NYCO’s rocky “Pygmalion” double-bill comes to life in second half

Sun Mar 25, 2018 at 3:27 pm
x, y an z in Rameau's "Pigmalion" at New York City Opera. Photo: Sarah Shatz

Thor Arbjornsson, Samarie Alicea and Melanie Long (above) in Rameau’s “Pigmalion” at New York City Opera. Photo: Sarah Shatz

When going to see a double bill, one usually expects to see two different stories on stage. Yet New York City Opera served up a pair of one-act operas on Pygmalion by Donizetti and Rameau Saturday at John Jay College’s Gerald W. Lynch Theater. The novelty of seeing contrasting treatments of the same Greek myth in such disparate styles might have held some appeal, had this not turned out to be one of NYCO’s least polished performances since their reboot.

In his pre-curtain speech, company general director Michael Capasso boasted that Saturday’s listeners would be the first American audience ever to hear Donizetti’s Il Pigmalione. It’s not hard to tell why. The brief one-act was written when Donizetti was just nineteen, and indeed it reads more like a juvenile study than a piece meant for a public audience.

The work is in essence an extended monologue for the tenor playing Pigmalione, and offers only the barest bones of the myth. After nearly an hour of observing (or imagining) faint signs of life in the woman he has sculpted, his dream finally comes true, as the statue comes to life as Galatea, a soprano with a scant handful of lines to sing. Pigmalione’s vocal part does feature some impressive effects, and offers hints of Donizetti’s lyrical talent, but so much of it is formulaic or downright repetitive that it’s hard to really enjoy for long.

Stage director Richard Stafford has provided a rudimentary modern staging; the most interesting thing in the entire mounting of the piece is the statue, a faceless, abstract nude but still curvaceous, sensuous.
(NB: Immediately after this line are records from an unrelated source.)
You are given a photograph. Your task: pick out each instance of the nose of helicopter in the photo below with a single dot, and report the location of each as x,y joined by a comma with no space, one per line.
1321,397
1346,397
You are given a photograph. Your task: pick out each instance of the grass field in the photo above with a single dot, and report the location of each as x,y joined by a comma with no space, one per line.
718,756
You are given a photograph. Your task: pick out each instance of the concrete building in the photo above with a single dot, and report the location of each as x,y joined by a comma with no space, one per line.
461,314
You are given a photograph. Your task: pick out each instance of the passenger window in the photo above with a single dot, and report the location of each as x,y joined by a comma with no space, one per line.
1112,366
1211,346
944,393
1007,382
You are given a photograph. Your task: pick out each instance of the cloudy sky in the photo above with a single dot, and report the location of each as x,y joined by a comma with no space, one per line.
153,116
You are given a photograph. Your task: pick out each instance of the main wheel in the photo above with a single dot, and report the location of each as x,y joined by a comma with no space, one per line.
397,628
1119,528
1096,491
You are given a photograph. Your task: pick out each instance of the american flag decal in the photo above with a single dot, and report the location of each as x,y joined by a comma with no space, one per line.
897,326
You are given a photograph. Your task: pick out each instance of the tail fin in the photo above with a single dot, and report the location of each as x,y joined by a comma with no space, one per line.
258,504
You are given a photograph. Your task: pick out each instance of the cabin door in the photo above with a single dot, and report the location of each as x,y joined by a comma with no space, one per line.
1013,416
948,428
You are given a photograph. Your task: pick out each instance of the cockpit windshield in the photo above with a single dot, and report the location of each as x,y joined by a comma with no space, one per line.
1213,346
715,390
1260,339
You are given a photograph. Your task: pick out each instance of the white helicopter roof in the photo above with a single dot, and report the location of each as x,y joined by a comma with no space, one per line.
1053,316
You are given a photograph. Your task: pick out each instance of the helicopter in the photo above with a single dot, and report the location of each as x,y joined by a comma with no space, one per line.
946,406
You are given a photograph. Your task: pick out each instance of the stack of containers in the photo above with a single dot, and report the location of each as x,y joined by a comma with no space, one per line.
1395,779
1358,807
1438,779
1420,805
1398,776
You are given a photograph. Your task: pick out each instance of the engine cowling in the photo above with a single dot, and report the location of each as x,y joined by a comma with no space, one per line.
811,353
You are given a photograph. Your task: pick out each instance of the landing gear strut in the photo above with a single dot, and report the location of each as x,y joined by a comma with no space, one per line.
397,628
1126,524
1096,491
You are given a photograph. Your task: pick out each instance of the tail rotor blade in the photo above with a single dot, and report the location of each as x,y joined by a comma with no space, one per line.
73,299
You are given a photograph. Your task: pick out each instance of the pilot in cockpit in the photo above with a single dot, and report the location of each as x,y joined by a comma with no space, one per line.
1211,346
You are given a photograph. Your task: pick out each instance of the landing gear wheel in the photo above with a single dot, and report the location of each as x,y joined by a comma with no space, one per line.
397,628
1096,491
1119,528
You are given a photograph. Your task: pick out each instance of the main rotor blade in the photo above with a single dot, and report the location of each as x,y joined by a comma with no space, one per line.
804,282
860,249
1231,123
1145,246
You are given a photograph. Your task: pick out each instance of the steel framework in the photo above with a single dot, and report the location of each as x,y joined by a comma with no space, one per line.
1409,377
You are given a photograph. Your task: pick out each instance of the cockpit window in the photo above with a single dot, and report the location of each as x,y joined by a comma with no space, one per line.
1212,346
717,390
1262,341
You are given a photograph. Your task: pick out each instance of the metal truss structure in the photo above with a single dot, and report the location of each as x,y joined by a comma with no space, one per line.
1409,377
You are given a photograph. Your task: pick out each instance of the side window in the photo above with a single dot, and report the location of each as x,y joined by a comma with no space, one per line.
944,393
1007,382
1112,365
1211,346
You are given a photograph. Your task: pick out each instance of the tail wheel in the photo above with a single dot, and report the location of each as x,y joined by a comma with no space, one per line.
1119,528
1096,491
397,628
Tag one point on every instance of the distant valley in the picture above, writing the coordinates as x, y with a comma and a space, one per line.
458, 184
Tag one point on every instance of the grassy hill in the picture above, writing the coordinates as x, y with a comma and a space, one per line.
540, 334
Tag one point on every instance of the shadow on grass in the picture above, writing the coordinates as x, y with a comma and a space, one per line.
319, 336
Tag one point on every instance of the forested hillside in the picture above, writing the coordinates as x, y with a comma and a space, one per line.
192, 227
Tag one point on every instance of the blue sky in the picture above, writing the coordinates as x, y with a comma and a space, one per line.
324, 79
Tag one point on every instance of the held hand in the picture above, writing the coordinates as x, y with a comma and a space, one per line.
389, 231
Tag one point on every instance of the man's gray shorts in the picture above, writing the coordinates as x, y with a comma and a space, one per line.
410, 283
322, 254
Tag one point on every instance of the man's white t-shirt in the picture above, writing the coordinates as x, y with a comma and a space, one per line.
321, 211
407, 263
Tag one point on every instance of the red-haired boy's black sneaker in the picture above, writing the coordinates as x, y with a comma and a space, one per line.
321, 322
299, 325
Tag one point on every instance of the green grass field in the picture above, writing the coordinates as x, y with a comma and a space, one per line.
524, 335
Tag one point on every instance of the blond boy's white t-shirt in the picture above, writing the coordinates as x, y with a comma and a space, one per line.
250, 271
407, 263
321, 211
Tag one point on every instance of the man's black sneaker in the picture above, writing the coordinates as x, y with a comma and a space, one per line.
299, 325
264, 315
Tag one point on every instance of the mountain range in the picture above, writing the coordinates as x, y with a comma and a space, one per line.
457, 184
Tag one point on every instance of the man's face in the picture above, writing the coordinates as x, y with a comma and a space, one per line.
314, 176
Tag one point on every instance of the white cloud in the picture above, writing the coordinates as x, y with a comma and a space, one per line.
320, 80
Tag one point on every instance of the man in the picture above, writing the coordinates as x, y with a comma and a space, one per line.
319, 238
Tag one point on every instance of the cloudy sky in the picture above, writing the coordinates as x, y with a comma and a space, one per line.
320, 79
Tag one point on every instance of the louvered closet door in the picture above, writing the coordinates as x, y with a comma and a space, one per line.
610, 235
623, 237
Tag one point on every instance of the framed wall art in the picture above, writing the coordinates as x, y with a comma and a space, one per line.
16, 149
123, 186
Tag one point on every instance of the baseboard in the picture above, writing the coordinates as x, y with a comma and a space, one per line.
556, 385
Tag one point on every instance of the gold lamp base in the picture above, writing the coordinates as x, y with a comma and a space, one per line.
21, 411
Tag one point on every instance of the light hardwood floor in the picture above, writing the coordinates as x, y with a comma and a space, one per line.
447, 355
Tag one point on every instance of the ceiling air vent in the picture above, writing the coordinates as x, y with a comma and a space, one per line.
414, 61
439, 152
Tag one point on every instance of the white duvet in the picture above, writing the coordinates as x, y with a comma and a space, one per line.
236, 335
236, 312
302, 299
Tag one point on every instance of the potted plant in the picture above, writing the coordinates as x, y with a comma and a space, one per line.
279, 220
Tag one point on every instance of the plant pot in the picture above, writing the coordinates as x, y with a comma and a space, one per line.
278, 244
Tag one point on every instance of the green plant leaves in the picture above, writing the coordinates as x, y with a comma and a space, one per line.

One of the problems of presenting obscure works like this is that there aren’t a lot of singers familiar with the parts to choose from. The young tenor Piotr Buszewski was fairly solid, though his pitch often strayed flat and his tone had a nasal quality to it. Jessica Sandidge’s soprano showed a hard edge in her brief appearance as the animated statue Galatea.

The pit was especially unconvincing–the chamber orchestra of NYCO players under Gil Rose sounded anemic to begin, and only grew less secure. Intonation was poor, the players hardly seemed comfortable with their parts, and there was little variation in color or energy.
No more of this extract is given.